The sample studied here included archaeal genomes only from the Crenarchaeota and Euryarchaeota phyla due to an under-representation of Archaea in genome databases and the low agreement between the databases consulted (See the Methods section). Within Crenarchaeota, O2-binding Hr was found only in five species of the order Desulfurococcales within long protein sequences. In Euryarchaeota, five species of the Methanomicrobia class contained single-domain O2-binding Hr, while six species of the Methanococci class had either single-domain O2-binding Hr or long sequences consisting of an O2-binding Hr domain with an AMP-binding domain or with a short orphan elongation. Eukaryotic O2-binding Hr sequences were found in Micromonas pusilla CCMP1545 and Acanthamoeba castellanii Neff only as single-domain sequences, and in Nematostella vectensis and Naegleria gruberi as both single-domain and long protein sequences. The profile Hidden Markov Model used in this work identified a negligible number of O2-binding Hr sequences in eight bacterial phyla (Thermotogae, Actinobacteria, Tenericutes, Chlamydiae, Planctomycetes, Bacteroidetes and Fusobacteria) and in the class Bacilli of Firmicutes (Fig 2). With the exception of Fusobacteria and Tenericutes, the homologous hemerythrin/HHE cation-binding domain was found in species from the phylogenetic groups where O2-binding Hr was not present (S3 Fig). In early-branching Bacteria (Aquificae, Chloroflexi, Deinococcus-Thermus and Cyanobacteria) and Firmicutes, single-domain O2-binding Hr accounted for 91.6% of the sequences identified. In contrast, in later bacterial groups (Acidobacteria, Chlorobi, Spirochaetes, and Proteobacteria) only 31.9% of the O2-binding Hr homologues were single-domain sequences.

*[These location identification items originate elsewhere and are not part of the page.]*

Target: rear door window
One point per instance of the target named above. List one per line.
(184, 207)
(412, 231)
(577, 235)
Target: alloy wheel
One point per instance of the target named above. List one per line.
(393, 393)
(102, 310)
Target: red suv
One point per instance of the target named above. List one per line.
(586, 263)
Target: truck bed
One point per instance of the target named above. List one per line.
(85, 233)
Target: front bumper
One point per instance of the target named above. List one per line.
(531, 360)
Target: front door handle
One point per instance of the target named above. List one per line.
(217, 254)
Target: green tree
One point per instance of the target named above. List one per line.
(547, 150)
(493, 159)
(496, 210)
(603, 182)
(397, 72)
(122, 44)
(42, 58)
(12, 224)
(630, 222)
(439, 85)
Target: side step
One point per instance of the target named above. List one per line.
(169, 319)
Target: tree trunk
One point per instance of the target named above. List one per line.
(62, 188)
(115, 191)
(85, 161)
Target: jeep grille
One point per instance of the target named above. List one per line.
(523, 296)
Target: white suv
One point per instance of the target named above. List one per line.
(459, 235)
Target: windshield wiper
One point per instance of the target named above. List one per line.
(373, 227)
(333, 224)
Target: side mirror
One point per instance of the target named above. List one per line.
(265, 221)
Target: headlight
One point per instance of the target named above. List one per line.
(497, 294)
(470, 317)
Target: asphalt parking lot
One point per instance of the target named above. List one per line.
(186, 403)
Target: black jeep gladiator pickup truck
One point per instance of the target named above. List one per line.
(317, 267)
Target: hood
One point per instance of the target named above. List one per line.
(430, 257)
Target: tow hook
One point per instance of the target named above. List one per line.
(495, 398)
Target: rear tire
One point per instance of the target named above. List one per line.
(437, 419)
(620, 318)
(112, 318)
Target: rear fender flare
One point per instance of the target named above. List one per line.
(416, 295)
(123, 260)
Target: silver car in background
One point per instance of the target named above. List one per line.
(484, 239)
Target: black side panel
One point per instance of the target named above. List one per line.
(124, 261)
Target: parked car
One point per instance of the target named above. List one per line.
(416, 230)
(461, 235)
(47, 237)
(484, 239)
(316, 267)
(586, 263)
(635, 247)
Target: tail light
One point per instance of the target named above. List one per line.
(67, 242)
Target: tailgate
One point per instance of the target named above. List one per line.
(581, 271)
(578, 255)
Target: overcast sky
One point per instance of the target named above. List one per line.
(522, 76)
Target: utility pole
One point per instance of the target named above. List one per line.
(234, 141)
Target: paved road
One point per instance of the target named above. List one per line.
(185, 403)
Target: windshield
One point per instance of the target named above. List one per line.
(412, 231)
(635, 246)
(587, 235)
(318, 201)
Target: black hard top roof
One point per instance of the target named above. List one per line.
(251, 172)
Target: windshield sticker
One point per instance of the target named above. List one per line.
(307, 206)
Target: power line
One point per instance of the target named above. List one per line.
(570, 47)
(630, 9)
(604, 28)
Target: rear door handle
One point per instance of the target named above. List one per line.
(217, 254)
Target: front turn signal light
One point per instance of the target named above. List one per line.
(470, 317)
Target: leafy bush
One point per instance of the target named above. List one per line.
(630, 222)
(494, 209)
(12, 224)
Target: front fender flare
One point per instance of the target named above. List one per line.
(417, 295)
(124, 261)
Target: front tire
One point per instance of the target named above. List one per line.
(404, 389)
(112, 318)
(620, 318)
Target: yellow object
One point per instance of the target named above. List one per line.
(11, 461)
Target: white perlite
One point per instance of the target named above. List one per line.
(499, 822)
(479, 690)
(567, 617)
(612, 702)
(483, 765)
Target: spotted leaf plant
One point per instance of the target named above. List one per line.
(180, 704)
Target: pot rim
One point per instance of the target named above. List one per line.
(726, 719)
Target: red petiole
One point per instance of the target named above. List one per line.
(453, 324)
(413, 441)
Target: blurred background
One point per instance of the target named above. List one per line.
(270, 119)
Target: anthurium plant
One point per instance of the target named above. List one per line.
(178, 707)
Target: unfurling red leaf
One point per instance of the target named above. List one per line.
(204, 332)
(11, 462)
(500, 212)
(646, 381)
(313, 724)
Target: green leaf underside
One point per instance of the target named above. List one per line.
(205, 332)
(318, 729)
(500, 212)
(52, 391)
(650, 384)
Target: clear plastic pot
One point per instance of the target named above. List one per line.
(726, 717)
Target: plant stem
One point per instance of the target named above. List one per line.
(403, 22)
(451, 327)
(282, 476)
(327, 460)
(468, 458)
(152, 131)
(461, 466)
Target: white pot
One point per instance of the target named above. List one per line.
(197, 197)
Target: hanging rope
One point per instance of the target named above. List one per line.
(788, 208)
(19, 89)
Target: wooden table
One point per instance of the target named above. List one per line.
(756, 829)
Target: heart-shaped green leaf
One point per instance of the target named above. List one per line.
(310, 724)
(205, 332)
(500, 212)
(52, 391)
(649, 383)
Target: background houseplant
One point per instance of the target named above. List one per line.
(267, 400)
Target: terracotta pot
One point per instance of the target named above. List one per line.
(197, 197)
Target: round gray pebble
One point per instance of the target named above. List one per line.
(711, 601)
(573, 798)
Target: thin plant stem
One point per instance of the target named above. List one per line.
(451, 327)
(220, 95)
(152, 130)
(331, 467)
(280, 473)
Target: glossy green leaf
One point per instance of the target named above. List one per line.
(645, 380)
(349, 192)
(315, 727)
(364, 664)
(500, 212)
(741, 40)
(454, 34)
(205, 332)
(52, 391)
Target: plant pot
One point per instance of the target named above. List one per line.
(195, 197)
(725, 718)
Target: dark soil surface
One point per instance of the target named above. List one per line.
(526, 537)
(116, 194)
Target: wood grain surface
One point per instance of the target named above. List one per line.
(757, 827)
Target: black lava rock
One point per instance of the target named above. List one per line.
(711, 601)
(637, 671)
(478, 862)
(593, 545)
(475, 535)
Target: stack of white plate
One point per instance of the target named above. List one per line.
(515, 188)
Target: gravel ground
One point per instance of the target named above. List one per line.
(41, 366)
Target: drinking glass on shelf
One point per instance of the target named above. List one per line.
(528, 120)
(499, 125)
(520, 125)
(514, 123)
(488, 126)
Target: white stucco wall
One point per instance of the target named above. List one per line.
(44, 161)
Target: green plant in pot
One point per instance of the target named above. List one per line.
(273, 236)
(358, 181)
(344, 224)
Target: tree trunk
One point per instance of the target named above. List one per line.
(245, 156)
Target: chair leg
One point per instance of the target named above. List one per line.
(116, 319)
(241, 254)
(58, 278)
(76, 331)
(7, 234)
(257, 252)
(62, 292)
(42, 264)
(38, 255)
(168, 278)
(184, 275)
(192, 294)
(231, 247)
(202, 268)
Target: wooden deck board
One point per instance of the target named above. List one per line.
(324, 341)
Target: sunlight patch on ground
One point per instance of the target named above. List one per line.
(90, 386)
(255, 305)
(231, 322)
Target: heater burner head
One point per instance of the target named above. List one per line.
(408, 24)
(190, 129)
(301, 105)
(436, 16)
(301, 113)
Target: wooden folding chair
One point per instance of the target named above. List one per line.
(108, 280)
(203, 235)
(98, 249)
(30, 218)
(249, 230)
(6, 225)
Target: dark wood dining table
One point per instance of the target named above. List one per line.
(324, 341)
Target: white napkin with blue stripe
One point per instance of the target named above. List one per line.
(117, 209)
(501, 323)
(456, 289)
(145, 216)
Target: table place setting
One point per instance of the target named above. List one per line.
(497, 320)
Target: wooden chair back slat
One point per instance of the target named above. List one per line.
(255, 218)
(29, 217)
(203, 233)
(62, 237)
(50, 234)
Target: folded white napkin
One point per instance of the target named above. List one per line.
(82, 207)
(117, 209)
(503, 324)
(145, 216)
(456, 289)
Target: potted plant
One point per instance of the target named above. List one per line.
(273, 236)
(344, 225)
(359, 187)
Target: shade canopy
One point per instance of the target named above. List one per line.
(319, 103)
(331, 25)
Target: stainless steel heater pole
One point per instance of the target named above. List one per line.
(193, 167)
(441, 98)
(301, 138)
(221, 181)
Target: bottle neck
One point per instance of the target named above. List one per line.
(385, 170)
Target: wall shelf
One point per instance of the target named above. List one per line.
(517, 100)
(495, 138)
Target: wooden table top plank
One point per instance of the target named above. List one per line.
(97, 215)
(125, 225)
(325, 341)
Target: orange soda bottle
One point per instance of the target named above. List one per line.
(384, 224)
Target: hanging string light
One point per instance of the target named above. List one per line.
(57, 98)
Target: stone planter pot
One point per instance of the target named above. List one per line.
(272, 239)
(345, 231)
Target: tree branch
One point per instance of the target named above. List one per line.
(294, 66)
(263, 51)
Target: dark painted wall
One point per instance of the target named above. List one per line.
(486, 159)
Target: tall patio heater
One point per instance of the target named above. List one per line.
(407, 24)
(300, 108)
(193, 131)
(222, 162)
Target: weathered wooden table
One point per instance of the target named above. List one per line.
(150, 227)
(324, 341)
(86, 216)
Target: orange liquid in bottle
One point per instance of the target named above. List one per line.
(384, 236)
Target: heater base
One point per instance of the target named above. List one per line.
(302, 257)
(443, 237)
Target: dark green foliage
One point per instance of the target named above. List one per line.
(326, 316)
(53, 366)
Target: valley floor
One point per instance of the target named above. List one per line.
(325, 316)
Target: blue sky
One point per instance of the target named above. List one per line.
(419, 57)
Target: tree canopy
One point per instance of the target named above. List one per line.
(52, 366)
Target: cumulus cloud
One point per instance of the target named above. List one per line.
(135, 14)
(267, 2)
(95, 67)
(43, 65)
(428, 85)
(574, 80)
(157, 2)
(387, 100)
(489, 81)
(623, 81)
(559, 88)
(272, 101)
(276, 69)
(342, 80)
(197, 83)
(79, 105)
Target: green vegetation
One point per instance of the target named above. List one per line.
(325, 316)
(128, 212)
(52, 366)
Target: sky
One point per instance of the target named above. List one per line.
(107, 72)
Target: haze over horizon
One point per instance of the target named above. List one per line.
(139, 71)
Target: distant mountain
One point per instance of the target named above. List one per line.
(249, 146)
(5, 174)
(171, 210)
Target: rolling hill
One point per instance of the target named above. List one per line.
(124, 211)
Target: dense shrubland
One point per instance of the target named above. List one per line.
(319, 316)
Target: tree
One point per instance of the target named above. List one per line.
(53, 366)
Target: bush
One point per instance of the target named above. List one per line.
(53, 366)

As shown in Fig 2, the sequences of single-domain HHE cation-binding hemerythrin and single-domain O2-binding Hr, which we have analyzed in this work, are the outcome of an ancient gene duplication predating the explosive divergence of Bacteria during Precambrian times. The maximum-likelihood tree in Fig 2 also shows that the single-domain O2-binding Hr is a well-defined, monophyletic, highly divergent group distinct from the hemerytrin/HHE cation-binding domain.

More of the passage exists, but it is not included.